A wood shingle is a relatively thin, narrow and short length of tapered wood that, being cut from the heart of a log, is highly resistant to weathering. Traditionally the use of wood shingles dates back to the early days of colonization in America. Being so abundant, wood was used in all aspects of a buildings construction.
However, for the roof only the heartwood of the log would have been used as it is less likely to weather rapidly compared to the outer section of the log – the sapwood. Today people often use a wood shingle installation for either roofing or as a cladding material.
Sizes and Types of Shingles
A traditional wood shingle would be; 3/8” to 3/4” thick, being 3” to 8” wide it would be quite narrow and have a length of anything from 14” to 36”. Significantly, because of the cutting technique used, a traditional shingle would have been smoothed by a plane or some other tool, to ensure they all fitted together well.
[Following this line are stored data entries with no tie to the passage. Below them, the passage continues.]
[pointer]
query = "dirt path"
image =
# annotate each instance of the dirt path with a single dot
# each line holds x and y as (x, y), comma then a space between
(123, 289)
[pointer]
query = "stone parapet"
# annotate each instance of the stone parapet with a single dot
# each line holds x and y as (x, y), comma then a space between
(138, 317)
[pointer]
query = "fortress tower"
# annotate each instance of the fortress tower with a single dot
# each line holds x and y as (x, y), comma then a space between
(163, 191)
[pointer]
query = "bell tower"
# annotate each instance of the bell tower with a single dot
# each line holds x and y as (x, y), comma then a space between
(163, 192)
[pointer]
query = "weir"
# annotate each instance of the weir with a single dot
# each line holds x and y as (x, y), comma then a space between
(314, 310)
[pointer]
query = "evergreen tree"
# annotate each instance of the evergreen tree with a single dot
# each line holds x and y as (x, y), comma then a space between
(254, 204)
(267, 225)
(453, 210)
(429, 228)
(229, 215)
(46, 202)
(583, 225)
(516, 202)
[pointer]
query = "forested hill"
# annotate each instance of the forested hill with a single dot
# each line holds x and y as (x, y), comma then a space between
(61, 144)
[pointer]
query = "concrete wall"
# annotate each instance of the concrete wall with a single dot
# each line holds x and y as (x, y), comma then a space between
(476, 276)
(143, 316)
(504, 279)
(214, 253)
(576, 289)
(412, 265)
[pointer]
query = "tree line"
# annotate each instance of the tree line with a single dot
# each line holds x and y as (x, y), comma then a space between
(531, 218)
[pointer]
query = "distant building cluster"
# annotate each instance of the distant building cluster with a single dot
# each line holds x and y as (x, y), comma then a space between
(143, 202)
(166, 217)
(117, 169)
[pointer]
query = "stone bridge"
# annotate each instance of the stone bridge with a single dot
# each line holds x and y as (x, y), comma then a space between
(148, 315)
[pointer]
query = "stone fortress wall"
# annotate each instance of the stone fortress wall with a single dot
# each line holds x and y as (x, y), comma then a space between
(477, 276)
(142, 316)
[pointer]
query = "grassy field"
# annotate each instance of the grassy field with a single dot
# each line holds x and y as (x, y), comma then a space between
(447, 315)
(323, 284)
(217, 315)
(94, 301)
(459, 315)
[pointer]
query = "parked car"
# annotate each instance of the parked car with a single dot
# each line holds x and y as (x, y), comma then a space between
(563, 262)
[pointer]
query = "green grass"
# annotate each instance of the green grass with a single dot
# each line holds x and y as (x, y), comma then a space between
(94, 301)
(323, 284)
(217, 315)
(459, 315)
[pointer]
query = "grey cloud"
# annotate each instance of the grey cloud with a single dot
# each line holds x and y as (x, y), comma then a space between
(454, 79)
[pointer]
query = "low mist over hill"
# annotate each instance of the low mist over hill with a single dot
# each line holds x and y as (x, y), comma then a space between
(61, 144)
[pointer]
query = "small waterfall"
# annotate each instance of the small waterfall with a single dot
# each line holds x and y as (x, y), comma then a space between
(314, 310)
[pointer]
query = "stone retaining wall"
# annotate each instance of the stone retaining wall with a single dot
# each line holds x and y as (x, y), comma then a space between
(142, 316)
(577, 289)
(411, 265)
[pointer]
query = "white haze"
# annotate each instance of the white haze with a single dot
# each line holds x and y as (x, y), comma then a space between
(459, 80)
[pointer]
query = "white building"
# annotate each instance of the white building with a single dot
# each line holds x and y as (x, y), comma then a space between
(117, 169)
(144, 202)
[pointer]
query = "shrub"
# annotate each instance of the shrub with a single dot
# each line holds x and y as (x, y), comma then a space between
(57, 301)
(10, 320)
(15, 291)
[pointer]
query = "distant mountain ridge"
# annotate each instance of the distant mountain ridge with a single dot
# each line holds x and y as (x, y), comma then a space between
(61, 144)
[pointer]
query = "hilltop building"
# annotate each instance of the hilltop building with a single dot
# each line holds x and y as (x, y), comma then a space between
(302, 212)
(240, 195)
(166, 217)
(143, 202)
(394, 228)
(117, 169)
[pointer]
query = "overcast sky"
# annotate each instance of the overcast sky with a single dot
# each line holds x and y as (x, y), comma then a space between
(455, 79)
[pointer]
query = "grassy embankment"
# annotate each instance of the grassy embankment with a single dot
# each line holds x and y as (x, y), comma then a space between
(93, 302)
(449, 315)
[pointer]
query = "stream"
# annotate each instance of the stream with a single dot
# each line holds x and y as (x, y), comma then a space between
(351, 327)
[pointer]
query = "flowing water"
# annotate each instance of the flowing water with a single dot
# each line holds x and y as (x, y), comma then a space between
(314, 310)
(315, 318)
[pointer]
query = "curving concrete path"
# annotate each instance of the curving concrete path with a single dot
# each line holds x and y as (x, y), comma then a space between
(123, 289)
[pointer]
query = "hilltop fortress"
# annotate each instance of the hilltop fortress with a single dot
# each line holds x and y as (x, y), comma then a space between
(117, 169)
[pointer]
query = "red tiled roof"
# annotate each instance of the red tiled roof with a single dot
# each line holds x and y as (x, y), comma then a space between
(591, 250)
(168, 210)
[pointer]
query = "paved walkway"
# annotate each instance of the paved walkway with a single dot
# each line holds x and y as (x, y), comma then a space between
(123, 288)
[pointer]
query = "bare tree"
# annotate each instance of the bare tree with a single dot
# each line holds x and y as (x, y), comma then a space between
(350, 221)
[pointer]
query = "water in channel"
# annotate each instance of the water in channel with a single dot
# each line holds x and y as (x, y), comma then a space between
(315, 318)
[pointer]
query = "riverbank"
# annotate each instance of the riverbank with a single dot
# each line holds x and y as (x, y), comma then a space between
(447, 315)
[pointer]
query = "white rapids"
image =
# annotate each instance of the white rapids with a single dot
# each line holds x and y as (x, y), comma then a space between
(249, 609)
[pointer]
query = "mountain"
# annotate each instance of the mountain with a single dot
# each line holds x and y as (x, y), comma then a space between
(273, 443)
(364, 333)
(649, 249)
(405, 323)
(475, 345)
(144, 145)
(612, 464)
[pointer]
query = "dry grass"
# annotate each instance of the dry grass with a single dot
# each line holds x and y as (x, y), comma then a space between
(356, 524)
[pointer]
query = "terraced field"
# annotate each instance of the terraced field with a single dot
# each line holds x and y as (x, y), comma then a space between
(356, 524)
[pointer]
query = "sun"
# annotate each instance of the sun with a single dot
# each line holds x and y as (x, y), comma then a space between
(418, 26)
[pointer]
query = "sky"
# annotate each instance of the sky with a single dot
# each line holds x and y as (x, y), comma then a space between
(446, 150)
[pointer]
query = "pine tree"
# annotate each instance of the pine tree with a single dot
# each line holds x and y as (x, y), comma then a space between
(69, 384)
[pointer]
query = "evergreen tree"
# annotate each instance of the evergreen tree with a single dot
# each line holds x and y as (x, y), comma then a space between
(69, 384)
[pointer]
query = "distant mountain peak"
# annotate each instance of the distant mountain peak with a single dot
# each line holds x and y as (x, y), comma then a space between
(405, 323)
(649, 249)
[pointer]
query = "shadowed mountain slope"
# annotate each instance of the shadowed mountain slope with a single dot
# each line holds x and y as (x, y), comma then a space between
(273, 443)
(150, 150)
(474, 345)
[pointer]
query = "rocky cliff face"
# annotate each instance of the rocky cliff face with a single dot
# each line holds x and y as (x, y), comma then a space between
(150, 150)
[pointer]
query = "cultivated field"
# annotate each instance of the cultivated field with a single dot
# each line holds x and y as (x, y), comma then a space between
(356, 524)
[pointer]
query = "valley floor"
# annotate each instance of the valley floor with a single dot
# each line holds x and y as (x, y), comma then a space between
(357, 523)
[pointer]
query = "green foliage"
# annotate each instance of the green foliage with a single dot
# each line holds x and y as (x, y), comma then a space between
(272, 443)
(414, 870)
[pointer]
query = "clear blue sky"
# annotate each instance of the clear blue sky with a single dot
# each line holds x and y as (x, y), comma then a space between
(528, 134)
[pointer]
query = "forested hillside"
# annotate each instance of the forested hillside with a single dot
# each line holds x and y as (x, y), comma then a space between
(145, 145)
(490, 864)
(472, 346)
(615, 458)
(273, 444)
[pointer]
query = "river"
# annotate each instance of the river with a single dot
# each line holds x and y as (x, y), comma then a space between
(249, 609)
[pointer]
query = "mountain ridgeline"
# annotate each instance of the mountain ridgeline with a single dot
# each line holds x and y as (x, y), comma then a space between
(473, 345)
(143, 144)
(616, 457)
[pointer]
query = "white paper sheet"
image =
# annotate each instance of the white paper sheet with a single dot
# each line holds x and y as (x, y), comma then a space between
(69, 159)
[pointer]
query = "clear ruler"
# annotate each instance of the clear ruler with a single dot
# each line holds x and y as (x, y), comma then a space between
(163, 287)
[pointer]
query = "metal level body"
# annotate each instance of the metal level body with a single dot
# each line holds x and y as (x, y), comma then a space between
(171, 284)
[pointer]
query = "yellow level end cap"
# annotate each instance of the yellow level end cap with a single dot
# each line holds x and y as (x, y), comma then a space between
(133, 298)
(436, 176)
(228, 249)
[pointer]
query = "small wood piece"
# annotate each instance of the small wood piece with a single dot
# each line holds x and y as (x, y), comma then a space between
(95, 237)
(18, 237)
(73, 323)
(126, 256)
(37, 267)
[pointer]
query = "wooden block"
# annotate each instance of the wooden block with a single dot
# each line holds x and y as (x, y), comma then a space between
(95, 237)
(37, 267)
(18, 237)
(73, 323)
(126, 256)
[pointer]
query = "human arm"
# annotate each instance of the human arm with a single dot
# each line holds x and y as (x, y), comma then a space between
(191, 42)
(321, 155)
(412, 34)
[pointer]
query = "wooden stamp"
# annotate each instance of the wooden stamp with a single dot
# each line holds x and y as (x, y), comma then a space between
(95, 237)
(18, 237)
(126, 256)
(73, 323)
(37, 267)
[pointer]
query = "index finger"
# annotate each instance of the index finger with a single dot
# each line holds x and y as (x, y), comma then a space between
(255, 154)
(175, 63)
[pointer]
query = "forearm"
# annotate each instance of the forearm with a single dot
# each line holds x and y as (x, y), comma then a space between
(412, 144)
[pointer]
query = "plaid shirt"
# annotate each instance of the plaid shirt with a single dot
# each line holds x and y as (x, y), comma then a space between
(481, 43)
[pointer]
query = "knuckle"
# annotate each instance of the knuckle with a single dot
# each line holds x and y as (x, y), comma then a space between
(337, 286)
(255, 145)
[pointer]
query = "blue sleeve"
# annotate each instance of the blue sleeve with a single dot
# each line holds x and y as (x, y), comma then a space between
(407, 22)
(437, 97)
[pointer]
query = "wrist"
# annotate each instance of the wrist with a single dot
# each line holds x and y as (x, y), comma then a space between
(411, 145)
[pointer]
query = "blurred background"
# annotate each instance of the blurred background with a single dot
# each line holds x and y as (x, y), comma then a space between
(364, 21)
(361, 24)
Today, there is a trend towards leaving the shingles rough or ‘undressed’. For aesthetic purposes this does give a rustic appearance to the building. However, it is incorrect to think that it adds any sense of history to it.
Wood Shingle Roofs
If you’re replacing an existing wood shingle roof it’s essential to remove the old one before starting work. Having either installed or renovated the roofing under-felt, the laths you use to nail the shingles to should be 1” x 3” and be spaced ½ the length of a shingle apart and run across, not down, the roof.
Making sure you’re starting off ‘square’ to the edge of the roof nail the shingles ¾” from their edges centrally onto the laths and 1” to 1½” above where it won’t be exposed. For subsequent rows make sure that the centrally located nails you’ve just fixed are covered by the next shingle and that shingle joints do not overlap.
Also, you should leave at least a 1½” gap between the joint (overlap) of successive courses, the actual amount of gap required is determined by the slope of your roof. To make sure water drains off the roof to the eaves properly, the first course of shingles should overlap the first roof board by about 1½”.
The first and last rows of shingles should be two shingles thick and the ridge can be made by fixing shingles to alternate sides of the roof and from one row to another. If any of the shingles have knots or imperfections in them they must be treated and the affected part of the shingle covered by a subsequent layer.
Local building regulations may apply so check on what might be required. Some things are just good common sense like ensuring you’ve a good insulation layer under the roof or in humid areas that gaps for expansion have been allowed for.
Wood Shingle Cladding
The procedure for installing wood shingle cladding is essentially the same as that for a roof. However, as the degree of exposure on a wall is less than that on a roof the spacing between the rows of shingle can be more generous.
Again the shingles will be nailed onto 1” x 3” laths fixed to the wall, the wall may also have an insulating felt fixed to it. The distance between the laths needs to be equal to the exposure of the shingles. The first, or bottom, row of shingles should be 1” above ground level to protect against water rising into the structure.
Making sure you’re working ‘square’ to the wall the first row should also be a double layer of shingles. Thereafter, the shingles are fixed to the wall structure the same as if you were constructing a roof.